The difference was visible in the field as Nevill took all his chances behind the sticks and batted gutsily for his 45, while Marsh took the important wickets of Cook, Ben Stokes and Gary Ballance.

Clarke paid tribute to his first-innings centurions, Chris Rogers (173) and Steve Smith (215), for laying the foundation for their Lord's victory, but it was his bowlers who really knocked the wind knocked out of the Englishmen, spearheaded by Mitchell Johnson. After being sarcastically applauded by the England faithful for conceding 100 wicketless runs in the first innings at Cardiff, the 33-year-old returned to take 3-53 and 3-27 at Lord's.

Bowlers to the fore

Johnson, Starc, Hazlewood, Marsh and spinner Nathan Lyon hunted in packs. The quicks would have seen Broad and Anderson bowl a good-length line and reap rewards in Cardiff on a track that wasn't offering much to them. They were greeted with a similar surface at Lord's, albeit one that seemed to even nullify the lateral movement on offer to the English seamers.

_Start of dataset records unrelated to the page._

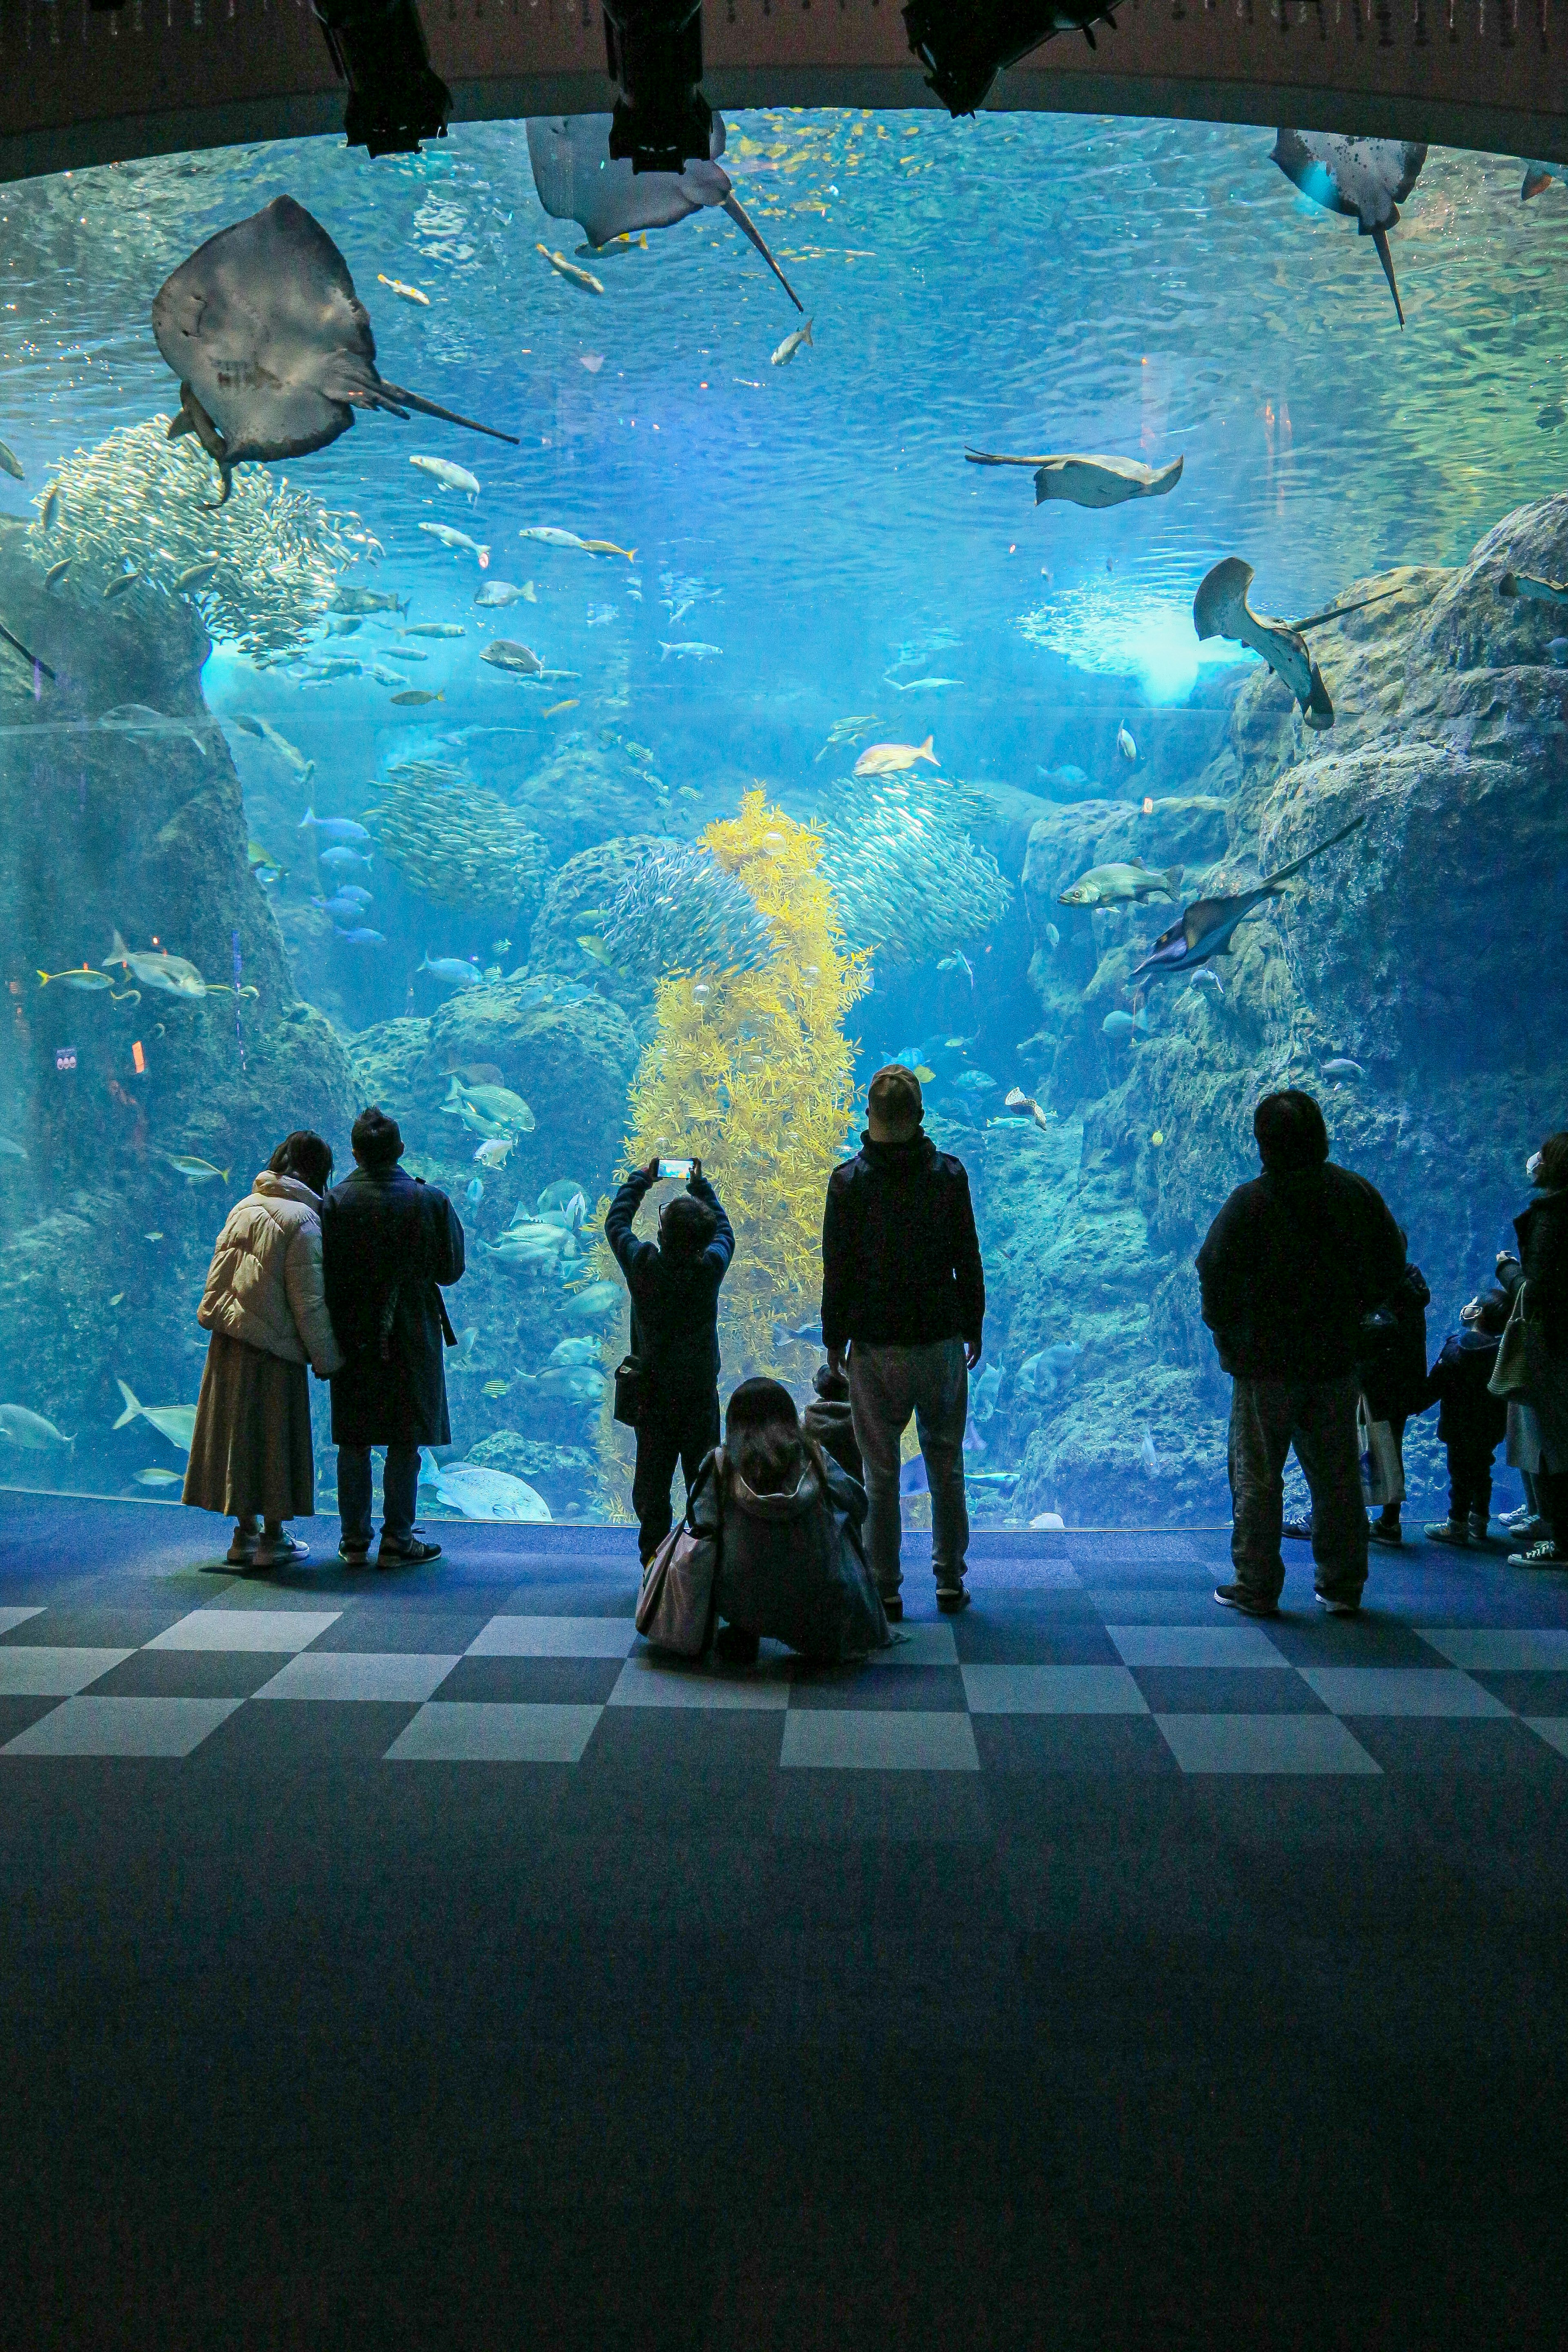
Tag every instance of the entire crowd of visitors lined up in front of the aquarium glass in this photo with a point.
(1318, 1316)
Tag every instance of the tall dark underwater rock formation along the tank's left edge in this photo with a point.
(140, 829)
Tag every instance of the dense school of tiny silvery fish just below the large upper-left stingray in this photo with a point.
(140, 502)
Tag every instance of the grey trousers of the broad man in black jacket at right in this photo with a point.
(1320, 1422)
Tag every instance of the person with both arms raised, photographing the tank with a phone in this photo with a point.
(676, 1335)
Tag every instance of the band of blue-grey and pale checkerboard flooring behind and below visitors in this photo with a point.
(1031, 1678)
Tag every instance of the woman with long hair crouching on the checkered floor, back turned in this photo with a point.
(789, 1521)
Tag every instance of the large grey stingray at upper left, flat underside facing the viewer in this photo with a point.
(272, 345)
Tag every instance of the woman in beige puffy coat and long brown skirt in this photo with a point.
(267, 1311)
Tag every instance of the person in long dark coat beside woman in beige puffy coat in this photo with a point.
(387, 1243)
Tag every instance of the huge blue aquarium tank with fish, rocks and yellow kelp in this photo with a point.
(645, 782)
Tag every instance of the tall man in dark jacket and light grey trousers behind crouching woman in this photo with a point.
(904, 1292)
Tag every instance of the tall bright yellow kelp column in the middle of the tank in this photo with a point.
(751, 1074)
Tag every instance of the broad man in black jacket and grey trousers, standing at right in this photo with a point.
(1289, 1269)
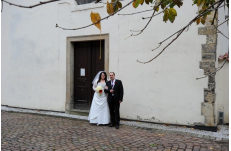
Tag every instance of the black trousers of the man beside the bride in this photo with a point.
(114, 111)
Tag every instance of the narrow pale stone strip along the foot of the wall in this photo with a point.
(222, 134)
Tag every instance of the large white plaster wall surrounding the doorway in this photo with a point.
(165, 90)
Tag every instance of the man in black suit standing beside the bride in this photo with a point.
(115, 97)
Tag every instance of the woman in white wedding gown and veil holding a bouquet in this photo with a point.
(99, 112)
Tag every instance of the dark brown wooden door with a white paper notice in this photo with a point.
(86, 65)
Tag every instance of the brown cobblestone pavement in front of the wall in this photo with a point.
(22, 131)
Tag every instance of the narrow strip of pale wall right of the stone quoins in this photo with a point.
(222, 76)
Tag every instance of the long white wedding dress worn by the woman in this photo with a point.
(99, 112)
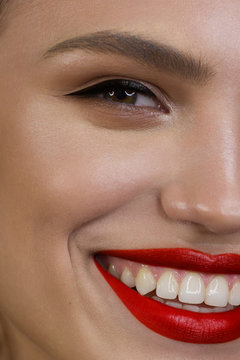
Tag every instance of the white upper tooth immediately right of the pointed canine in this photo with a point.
(167, 286)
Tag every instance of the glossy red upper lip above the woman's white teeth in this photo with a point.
(182, 258)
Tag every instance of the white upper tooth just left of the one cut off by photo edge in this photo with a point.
(217, 292)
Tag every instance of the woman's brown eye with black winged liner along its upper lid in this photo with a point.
(122, 92)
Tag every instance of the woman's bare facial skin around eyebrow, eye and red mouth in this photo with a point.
(72, 186)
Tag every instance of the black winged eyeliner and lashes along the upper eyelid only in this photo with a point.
(110, 84)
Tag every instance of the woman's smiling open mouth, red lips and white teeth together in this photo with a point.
(179, 293)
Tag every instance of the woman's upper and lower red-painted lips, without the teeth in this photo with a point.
(178, 324)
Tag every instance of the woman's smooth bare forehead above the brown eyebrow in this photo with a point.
(205, 28)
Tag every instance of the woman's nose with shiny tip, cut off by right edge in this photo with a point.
(206, 187)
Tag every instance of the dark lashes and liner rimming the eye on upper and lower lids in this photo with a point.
(119, 84)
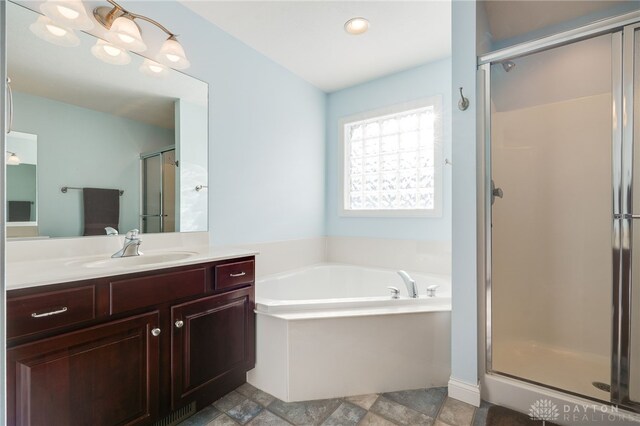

The Australian fast bowlers realised that if there was anything that was going to help them on such a lifeless surface, it was their aggression and the extra 5-10mph pace they had compared to the Englishmen. Starc and Johnson steamed in at 90mph and mostly kept it on a length, while peppering only those batsmen with distinct vulnerabilities to bounce, such as Root and Moeen Ali.

It was clear that they had a plan for each batsman. Adam Lyth's tendency to unnecessarily poke at the new ball was exploited in both innings, while a length ball moving away from Gary Ballance, who refused to budge from his deep French cricket stance inside the crease, was more than sufficient. As for Ian Bell, his lack of confidence was enough to get his wicket. The fire-breathing Johnson got Bell cowering in his crease, leading to twitchiness that led to his fall at the hands of Lyon.

Cook was the only English batsman who really showed the skill, temperament and resilience to thwart the Australian attack. In the first innings, the England captain used his zen attitude for a full 347 minutes, scoring 96, only to tiredly flash at a wide one and throw his wicket away in the second for just 11.

England have a major chink in their armour in the top order. Getting reduced to three or four down for 30-40 runs has become a routine this summer – it was 64 for seven at Lord's – and while you may find a way out against the likes of the West Indies, it's not going to win you matches against Australia.

Will England recover?

For now, the only way out for England seems to be if they can find a way to clone their captain and play him from numbers one to four in the line-up. Bell (averages 10 in last six Tests), Ballance (one score of 50-plus in last 10 Test innings) and Lyth (74 runs in last five Test innings) are walking the plank – in that order – and if they do not fall off before the third Test at Edgbaston, another failure there could be curtains for at least the former.

Another England habit this summer has been to follow a remarkable victory with a heavy defeat. It happened in the Caribbean, it happened against New Zealand and it's happened again against Australia. While the former two series were not long enough to see how the Three Lions would respond, the next three Tests against the world champions would definitely prove whether this is indeed the 'new' England.

Cook and head coach Trevor Bayliss have the luxury of 10 days before the next match to mastermind a turnaround, while the Australians play a tour match in Derby. If anything, they would have learned that it is wiser to order a pitch to amplify the strengths of your own team, rather than trying to nullify the opposition.

Broad has been England's standout performer with the ball so far and he is one who feeds off the lateral movement that is on offer in English conditions. If you're going to take that away by producing a track like the one at Lord's, just to try negate the Australians' pace, you are digging your own grave.